In the present, the place still recalls that hell of a time, whether its current residents can see them or not.
McQueen’s film shows a model European capital and forces us to reckon with the fact that within living memory, the most appalling crimes were being carried out in the same streets, parks and plazas friends and families now gather.
To watch Occupied City is to be wrenched back and forth between these two polar-opposite realities, struggle to comprehend how they can be one and the same place – and yet also notice strange and revealing points of overlap, where both eras momentarily align.
Occasionally, a detail bridges the gap between the two–the red-light district is still the red-light district.
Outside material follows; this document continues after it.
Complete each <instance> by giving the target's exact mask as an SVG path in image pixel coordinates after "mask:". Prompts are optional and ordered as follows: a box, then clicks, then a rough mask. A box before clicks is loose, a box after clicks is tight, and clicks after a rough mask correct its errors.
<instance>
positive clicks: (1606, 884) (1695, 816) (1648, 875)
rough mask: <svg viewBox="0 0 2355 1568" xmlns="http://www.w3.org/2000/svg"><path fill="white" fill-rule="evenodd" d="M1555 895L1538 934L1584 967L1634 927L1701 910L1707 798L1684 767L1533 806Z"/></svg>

Though the film mentions Anne Frank, it doesn’t visit her famous address in Prinsengracht, for McQueen, this was and remains an entire city of Anne Franks, as more than 60,000 died.
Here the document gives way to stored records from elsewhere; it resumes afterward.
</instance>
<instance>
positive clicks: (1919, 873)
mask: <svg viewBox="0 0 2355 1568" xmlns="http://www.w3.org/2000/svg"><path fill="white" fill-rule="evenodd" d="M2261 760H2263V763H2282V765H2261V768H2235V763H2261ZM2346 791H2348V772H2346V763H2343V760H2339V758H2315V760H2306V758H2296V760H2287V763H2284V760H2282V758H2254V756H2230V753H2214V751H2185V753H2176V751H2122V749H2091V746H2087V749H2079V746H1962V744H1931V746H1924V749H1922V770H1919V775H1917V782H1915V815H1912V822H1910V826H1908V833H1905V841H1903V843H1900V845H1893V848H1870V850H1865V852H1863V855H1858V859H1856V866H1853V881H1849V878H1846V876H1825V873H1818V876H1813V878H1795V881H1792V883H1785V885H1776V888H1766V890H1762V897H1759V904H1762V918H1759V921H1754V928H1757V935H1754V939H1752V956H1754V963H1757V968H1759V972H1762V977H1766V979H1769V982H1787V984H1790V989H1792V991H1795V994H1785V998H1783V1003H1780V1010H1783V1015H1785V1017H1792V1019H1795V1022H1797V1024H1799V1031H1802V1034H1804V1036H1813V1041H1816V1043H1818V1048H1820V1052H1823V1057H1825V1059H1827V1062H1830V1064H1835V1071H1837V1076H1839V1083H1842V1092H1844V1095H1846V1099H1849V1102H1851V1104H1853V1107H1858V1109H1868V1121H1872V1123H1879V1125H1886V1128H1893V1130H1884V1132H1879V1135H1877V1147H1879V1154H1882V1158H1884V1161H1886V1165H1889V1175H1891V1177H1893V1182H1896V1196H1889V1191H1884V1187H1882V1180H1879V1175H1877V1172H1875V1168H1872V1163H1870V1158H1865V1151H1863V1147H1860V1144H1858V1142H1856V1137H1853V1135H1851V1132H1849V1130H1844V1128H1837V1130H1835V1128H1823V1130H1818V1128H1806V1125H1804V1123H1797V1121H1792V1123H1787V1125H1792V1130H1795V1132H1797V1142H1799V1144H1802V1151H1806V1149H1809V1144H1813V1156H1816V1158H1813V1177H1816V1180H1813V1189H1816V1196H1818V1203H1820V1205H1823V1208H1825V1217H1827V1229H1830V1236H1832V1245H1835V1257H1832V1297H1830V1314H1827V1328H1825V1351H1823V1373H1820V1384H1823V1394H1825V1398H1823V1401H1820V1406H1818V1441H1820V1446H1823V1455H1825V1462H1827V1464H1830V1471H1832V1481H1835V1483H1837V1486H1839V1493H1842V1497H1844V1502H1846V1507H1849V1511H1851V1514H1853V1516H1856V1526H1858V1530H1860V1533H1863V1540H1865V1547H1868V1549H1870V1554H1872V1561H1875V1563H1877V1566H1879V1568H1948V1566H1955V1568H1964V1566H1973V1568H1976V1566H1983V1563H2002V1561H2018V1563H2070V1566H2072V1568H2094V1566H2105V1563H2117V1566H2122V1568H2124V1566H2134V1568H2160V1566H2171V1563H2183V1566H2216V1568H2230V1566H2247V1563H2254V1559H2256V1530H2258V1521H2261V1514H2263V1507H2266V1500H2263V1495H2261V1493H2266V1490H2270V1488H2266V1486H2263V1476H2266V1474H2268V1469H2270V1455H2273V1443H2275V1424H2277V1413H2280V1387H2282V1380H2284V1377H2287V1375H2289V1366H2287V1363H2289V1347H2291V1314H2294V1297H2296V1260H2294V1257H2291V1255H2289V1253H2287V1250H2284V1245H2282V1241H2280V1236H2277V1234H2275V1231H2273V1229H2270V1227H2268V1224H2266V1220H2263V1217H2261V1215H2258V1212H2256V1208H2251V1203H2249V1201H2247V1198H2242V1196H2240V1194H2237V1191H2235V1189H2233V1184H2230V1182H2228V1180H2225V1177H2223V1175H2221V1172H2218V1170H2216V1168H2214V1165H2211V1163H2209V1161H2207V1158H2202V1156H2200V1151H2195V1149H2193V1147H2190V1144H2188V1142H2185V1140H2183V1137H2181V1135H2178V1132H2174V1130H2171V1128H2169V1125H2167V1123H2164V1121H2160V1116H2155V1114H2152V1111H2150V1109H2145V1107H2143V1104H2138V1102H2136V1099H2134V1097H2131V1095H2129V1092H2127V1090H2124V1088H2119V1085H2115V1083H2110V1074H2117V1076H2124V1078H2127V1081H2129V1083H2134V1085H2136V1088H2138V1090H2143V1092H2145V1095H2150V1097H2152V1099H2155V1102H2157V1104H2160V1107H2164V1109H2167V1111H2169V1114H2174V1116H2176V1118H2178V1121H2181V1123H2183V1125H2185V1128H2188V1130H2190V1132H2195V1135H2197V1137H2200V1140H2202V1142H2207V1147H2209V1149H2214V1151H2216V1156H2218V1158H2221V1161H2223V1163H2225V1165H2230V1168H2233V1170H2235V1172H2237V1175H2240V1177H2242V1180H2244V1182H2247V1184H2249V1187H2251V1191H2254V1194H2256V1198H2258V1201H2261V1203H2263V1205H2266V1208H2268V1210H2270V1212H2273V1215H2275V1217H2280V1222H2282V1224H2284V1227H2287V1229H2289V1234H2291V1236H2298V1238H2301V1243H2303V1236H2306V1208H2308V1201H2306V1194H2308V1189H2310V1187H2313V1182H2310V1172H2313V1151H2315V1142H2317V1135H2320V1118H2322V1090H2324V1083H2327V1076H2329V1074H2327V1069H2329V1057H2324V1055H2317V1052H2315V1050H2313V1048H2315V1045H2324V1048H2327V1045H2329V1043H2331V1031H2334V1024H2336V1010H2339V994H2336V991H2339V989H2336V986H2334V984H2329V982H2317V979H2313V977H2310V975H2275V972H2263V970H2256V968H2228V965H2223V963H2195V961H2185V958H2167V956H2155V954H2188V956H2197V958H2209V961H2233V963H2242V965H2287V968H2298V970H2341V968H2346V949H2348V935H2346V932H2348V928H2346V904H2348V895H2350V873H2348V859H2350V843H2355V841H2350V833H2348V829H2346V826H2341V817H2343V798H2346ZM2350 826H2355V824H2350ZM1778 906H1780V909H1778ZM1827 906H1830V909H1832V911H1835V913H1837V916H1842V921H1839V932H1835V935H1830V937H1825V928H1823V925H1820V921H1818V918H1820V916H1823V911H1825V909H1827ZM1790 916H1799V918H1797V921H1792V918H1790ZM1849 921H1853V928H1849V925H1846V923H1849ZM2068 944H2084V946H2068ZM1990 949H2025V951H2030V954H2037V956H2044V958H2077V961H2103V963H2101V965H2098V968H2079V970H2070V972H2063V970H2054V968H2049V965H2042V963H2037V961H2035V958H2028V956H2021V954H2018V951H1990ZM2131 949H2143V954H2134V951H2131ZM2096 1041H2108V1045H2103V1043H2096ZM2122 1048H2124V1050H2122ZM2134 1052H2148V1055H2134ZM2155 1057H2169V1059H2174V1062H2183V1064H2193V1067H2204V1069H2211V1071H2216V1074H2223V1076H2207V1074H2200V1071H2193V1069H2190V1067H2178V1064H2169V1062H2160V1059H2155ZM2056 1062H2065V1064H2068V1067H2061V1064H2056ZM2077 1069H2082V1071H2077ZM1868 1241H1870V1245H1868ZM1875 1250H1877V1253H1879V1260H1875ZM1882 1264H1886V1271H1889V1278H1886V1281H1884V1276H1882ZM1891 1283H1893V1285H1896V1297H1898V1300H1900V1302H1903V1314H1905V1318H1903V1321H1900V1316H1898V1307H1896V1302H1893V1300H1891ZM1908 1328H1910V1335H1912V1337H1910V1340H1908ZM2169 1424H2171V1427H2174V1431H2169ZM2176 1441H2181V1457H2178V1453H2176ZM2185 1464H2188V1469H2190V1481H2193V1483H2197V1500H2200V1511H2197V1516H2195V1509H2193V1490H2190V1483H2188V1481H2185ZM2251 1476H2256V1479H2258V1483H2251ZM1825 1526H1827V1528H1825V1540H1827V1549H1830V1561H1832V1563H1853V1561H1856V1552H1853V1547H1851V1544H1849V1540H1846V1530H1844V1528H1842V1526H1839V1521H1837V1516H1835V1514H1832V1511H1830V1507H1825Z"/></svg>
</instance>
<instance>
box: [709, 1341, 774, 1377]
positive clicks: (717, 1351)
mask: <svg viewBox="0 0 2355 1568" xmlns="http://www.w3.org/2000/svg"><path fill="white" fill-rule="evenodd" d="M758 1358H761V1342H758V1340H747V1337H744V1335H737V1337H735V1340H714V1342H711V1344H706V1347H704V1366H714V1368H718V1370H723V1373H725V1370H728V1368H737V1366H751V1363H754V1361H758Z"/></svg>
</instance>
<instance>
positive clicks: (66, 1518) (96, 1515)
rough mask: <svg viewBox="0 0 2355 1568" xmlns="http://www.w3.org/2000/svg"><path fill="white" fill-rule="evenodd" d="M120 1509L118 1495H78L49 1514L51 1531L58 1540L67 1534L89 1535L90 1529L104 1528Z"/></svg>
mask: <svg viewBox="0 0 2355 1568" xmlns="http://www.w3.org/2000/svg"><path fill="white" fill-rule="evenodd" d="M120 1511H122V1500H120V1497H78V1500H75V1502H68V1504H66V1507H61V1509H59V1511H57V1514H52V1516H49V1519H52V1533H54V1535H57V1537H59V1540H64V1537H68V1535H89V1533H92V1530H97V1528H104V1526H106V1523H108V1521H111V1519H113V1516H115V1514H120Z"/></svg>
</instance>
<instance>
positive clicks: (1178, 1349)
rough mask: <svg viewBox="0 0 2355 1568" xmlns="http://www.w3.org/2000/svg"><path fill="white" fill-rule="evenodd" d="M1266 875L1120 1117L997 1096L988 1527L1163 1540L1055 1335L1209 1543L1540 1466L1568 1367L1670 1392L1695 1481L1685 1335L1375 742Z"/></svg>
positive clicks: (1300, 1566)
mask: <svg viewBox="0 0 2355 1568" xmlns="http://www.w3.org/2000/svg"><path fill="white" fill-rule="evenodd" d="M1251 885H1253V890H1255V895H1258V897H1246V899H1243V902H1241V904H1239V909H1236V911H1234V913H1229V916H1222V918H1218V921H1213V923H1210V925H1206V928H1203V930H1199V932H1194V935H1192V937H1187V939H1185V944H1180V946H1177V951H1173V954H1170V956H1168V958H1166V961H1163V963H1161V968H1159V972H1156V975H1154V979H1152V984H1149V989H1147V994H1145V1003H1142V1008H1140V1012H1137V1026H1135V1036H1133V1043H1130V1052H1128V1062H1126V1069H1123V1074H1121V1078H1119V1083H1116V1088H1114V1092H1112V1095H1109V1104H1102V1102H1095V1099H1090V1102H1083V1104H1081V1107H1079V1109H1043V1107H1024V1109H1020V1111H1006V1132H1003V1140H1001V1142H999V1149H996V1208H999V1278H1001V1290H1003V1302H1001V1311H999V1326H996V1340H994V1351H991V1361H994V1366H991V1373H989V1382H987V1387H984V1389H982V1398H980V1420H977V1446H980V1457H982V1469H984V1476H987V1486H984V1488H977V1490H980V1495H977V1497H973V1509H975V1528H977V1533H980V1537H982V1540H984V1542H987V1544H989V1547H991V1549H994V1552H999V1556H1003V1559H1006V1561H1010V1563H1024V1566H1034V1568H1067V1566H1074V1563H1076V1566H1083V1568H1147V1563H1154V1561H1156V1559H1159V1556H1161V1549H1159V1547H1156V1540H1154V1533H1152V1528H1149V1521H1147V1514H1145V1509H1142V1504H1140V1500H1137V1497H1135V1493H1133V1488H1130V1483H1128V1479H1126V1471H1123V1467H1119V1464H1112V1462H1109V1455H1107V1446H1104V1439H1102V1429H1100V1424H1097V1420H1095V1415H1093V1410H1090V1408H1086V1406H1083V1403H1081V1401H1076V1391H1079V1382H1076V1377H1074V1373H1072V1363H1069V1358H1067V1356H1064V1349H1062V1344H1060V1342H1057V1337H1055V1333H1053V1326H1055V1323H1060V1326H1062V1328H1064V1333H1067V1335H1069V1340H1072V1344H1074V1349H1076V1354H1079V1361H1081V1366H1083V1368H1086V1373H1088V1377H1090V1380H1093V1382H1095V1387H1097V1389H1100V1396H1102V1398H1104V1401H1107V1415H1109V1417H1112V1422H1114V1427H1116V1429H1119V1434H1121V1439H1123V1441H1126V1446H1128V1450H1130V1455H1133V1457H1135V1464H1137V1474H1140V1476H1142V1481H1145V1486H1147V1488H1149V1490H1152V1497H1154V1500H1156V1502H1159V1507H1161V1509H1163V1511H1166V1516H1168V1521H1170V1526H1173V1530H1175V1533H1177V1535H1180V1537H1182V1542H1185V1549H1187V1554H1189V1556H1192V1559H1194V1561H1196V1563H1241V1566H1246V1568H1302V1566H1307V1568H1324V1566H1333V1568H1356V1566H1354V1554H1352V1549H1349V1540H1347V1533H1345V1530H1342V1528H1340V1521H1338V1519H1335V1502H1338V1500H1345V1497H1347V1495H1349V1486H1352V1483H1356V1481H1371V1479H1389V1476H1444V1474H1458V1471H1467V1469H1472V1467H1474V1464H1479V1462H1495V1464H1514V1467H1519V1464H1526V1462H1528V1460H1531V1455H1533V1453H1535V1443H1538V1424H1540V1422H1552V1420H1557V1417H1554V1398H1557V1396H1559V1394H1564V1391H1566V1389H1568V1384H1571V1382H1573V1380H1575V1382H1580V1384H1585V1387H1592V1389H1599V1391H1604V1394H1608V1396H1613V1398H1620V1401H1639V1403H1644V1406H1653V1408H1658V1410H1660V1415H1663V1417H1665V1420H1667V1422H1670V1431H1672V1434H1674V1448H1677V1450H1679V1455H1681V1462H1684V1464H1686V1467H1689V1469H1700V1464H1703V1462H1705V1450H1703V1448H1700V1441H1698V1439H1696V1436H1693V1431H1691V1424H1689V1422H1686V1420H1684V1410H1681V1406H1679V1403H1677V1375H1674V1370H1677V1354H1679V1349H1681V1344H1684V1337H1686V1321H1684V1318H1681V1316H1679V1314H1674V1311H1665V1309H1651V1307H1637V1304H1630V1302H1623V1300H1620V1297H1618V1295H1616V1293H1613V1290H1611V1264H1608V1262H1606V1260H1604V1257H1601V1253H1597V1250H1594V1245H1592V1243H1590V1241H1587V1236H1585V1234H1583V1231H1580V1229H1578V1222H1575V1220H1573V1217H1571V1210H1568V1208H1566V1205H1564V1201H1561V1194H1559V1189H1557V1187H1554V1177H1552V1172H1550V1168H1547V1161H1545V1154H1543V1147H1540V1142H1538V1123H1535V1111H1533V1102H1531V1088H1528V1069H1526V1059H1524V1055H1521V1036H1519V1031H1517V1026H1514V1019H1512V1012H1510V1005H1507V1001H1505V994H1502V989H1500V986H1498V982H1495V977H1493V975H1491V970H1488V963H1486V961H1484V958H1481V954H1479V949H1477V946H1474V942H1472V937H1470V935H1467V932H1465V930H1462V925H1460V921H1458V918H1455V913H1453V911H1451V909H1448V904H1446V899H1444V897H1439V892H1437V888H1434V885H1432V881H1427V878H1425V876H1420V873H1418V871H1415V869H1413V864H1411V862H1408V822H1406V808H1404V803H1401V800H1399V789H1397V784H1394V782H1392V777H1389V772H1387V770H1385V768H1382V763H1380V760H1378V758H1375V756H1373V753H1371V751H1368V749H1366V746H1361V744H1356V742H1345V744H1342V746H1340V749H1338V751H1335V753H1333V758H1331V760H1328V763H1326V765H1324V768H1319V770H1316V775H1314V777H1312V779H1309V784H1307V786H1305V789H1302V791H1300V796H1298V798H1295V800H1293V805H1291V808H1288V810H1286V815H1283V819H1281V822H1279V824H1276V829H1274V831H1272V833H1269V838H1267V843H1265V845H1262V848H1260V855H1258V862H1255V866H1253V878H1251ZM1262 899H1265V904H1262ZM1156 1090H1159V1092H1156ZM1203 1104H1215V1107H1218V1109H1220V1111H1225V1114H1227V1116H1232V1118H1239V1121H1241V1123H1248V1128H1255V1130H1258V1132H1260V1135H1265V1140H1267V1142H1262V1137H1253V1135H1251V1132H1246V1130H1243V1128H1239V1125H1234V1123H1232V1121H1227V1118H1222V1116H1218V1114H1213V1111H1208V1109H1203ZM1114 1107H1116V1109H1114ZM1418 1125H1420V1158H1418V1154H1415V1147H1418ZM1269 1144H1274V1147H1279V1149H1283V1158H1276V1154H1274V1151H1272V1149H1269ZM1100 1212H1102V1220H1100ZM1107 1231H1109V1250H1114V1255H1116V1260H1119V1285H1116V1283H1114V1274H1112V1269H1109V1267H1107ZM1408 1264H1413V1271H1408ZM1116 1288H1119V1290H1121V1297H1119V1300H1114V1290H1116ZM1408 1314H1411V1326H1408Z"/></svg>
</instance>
While the film’s tone is sober and steady, McQueen has scattered some lyrical interludes through the running time.
The effect can be startling, stirring and confounding. An elderly woman shifts to country music in apartment complex where a family was once arrested and sent to a concentration camp. A radio throbs with Bob Marley in a park where German officer once resided in the townhouses. A boy plays a virtual reality videogame where an execution took place.
It ends poignantly at the bar mitzvah of a boy who is Jewish, black, Dutch and European, identities that seem irreconcilable yet they are all bundled together.
“It’s almost like once upon a time there was this place called Earth,” McQueen said in an interview alongside Stigter.
“Occupied City,” which A24 releases in theaters Dec. 25, includes no archival footage or talking heads. Instead, it invites the viewer to consider the distance between one of history’s darkest chapters and the present now. It’s about remembering and forgetting.
“You want to wake people up and at the same time take them with you,” says McQueen, a British expat who has made Amsterdam his adoptive home with Stigter and their children.